Like I said, I’m probably not going to be an esports star any time soon. But I would watch this, especially if all the players showed up in their booths in tweed, with canes and monocles and party dresses, and the community was coming up with cool terms to describe common tactics like, “Oh, he’s deploying a genuflecting swizzle,” or “Quick! She’s only got five seconds for a drop-and-dump! And- yes! She’s taken out her assassin! The poo can flow! The poo can flow!”
Of course, what would probably actually happen is what happened to The Ship the first time around, that all the tactics and careful play became secondary for being the first to get the fireaxe and go hacking and whacking like a very literal minded Butcher Pete. But I like to think not, just as I hope that the new Remasted (see what they did there) version that just hit Early Access on Steam isn’t just going to be successful, but get the audience it deserves.
What would be crushing is if it, like many other games, doesn’t get a shot because fretting about the future kills the fun in the here and now.
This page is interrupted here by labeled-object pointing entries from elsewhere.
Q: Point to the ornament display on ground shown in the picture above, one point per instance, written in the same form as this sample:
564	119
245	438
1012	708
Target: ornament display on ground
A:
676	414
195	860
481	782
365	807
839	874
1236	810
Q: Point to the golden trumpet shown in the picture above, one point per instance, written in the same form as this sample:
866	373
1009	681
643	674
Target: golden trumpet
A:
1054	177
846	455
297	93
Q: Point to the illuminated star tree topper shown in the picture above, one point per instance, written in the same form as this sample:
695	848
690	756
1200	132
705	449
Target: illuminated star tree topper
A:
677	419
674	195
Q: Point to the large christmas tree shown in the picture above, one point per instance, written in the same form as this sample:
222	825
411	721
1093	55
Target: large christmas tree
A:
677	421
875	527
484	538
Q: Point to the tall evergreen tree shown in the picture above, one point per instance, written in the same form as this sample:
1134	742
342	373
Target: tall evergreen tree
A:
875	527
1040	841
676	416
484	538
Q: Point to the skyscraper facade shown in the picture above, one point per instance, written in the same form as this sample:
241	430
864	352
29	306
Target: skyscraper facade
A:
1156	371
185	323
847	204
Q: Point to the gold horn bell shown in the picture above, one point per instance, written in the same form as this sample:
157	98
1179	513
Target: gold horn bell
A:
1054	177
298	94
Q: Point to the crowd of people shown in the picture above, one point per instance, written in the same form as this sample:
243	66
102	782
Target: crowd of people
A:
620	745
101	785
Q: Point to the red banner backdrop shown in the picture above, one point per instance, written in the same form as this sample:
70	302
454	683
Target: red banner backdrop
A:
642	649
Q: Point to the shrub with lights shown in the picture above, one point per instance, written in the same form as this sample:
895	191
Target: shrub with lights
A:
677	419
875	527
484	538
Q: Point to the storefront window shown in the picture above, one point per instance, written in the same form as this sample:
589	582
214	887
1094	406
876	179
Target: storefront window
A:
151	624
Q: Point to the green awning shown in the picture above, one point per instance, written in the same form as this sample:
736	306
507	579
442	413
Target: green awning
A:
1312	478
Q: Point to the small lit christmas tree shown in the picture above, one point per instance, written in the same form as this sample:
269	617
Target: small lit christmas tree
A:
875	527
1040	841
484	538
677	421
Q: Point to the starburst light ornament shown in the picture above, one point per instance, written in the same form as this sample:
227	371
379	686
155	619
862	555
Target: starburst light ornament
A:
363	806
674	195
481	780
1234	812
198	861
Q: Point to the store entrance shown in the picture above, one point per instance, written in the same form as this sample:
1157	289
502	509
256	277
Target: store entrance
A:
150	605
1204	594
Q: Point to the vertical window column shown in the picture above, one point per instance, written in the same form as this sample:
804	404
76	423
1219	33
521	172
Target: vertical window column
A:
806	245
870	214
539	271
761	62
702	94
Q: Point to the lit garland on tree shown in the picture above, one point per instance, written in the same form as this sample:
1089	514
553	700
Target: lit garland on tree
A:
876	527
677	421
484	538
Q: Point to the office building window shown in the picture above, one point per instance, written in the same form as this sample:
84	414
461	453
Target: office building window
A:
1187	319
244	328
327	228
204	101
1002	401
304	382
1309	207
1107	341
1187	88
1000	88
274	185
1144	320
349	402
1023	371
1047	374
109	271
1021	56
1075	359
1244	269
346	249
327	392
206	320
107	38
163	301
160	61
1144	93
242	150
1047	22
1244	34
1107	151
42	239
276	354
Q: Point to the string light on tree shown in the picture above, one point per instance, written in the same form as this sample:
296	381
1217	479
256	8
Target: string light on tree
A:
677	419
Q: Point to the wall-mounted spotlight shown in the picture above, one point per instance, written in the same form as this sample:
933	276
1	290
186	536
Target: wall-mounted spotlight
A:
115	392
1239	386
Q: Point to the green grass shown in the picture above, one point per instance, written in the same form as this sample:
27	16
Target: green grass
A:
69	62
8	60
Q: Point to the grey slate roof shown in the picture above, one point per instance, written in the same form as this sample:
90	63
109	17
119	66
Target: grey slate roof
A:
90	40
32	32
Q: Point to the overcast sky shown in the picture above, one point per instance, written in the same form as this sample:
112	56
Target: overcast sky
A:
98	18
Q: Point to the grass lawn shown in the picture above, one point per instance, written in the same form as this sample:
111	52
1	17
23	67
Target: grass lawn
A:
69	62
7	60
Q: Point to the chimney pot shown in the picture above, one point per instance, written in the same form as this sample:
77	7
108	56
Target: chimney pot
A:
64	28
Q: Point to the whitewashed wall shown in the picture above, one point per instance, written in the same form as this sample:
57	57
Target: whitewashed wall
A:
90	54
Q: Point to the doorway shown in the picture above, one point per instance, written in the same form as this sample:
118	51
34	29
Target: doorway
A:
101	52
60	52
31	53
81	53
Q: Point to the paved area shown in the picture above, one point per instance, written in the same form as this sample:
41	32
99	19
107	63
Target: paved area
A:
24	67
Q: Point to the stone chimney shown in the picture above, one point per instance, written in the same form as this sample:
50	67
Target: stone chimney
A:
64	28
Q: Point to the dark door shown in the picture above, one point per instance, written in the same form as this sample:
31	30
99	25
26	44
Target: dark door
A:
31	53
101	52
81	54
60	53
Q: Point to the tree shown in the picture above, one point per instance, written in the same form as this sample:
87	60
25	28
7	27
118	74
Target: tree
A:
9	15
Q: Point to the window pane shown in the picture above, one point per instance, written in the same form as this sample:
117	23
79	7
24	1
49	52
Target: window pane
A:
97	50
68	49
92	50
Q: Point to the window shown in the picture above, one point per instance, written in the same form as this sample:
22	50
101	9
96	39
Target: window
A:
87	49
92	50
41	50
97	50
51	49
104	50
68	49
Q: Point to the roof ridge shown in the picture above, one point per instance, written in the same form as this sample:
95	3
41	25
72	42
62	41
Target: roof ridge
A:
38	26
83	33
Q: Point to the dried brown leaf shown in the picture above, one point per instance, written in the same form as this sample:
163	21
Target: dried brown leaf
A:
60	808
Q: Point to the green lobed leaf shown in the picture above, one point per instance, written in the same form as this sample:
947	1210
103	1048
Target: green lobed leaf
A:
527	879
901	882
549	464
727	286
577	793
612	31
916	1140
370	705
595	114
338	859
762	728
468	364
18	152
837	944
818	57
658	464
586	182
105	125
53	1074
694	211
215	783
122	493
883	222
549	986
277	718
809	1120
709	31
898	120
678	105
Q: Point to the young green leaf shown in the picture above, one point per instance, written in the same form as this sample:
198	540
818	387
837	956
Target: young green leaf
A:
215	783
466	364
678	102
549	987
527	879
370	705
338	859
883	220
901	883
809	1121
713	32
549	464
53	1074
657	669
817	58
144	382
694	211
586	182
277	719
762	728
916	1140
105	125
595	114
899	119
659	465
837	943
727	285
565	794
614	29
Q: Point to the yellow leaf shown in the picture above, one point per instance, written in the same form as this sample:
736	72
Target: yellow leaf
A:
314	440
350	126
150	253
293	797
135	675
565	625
Esport potential isn’t the only reason why they fade of course, just look at Turtle Rock’s Evolve – a fun game largely smothered in its crib by greedy DLC plans
But it is one of the easiest failures to point to and go ‘nah’, even in cases that could have offered a ton of fun in the short to medium term without having to become an Important Game. There’s often as much raw fun to be had in something as simple and goofy as Gotham City Impostors or whatever as the next Call of Duty, especially if it’s cheap, cheerful, and none of the players have been mentally wired to think of it as anything more.
I know that for my money, Valve’s most impressive achievement was that for years you could jump onto just about any Team Fortress 2 server and simply have fun without being railed against for the slightest mistake.
If that general feel stretched to more titles, where everyone didn’t see themselves, at least partly, as part of a league that stretches up to godlike play and plumbs the deaths of, well, me playing Dota 2, I’d play far more of them. At least there’s always Hearthstone, where I get at least a few wins a week, and nobody gets to be a meanie.
Though goodness, have some people mastered saying “sorry!” in a sarcastic way.